Para Hayek, todas esas actividades de los poderes públicos forman parte de su esfuerzo por facilitar un marco favorable a las decisiones individuales. No es cierto que el orden de planificación centralizada sea más eficiente que el mercado inadulterado, pero sí lo es, en cambio, que únicamente el sistema planificador puede intentar la implantación de un mecanismo que asegure que la gente reciba aquello que realmente desea. Eso se llama Estado de derecho o gobierno de mínimos y es lo que reivindica el minarquismo tradicional.
El principal producto de la razón humana es la ley, su observancia más estricta, su enunciación en forma de principio, y su articulación efectiva. Esto tiene claros ejemplos tanto en las ciencias naturales como en las ciencias sociales. En las ciencias naturales la academia dicta las normas y teorías científicas que acaban siendo el canon de la investigación y el sustrato necesario sobre el que prenden y reposan los descubrimientos y las precisiones ulteriores.
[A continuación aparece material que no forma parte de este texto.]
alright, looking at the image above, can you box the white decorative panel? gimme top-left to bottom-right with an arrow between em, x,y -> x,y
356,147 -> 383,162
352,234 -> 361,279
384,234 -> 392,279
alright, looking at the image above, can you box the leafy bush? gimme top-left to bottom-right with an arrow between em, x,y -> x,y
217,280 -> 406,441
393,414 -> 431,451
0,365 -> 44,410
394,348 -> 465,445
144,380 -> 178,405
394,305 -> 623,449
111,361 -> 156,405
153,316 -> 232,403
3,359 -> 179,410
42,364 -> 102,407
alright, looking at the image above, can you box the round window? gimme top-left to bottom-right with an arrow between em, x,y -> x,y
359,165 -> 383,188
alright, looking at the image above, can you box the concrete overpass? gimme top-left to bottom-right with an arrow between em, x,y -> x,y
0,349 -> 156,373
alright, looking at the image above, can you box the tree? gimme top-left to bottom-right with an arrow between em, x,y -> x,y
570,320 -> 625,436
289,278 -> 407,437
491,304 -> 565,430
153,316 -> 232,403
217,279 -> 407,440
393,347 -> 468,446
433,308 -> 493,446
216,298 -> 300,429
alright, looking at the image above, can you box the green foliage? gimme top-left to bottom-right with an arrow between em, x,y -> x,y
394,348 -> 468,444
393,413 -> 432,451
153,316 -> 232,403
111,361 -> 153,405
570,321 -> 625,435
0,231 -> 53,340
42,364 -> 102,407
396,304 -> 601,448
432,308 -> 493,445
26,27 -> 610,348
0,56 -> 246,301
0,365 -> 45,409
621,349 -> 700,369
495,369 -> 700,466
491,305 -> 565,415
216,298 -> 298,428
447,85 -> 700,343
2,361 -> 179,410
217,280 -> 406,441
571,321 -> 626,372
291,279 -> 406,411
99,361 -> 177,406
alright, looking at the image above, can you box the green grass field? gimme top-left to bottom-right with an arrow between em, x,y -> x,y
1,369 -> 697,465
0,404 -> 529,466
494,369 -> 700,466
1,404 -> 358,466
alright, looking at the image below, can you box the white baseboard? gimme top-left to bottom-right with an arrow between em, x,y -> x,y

Mientras que en las ciencias sociales es el Estado, a través de la implementación de un sistema minárquico, el que debe encargarse de preservar ésta médula normativa. Aquellos que niegan esa forma de generalización, están negando también la esencia más básica de la libertad, su carácter eidético y su importancia incuestionable. Igualmente, los que se empeñan en negar la ley de la gravitación universal o la teoría darwiniana, van en contra de los principios más elementales sobre los que se construye todo lo demás en ciencia. Nada cabe esperar de estas obcecaciones arbitrarias, ya vengan del totalitarismo, el cientismo, el democraticismo, el anarquismo de mercado, el evolucionismo, el surrealismo, o el relativismo.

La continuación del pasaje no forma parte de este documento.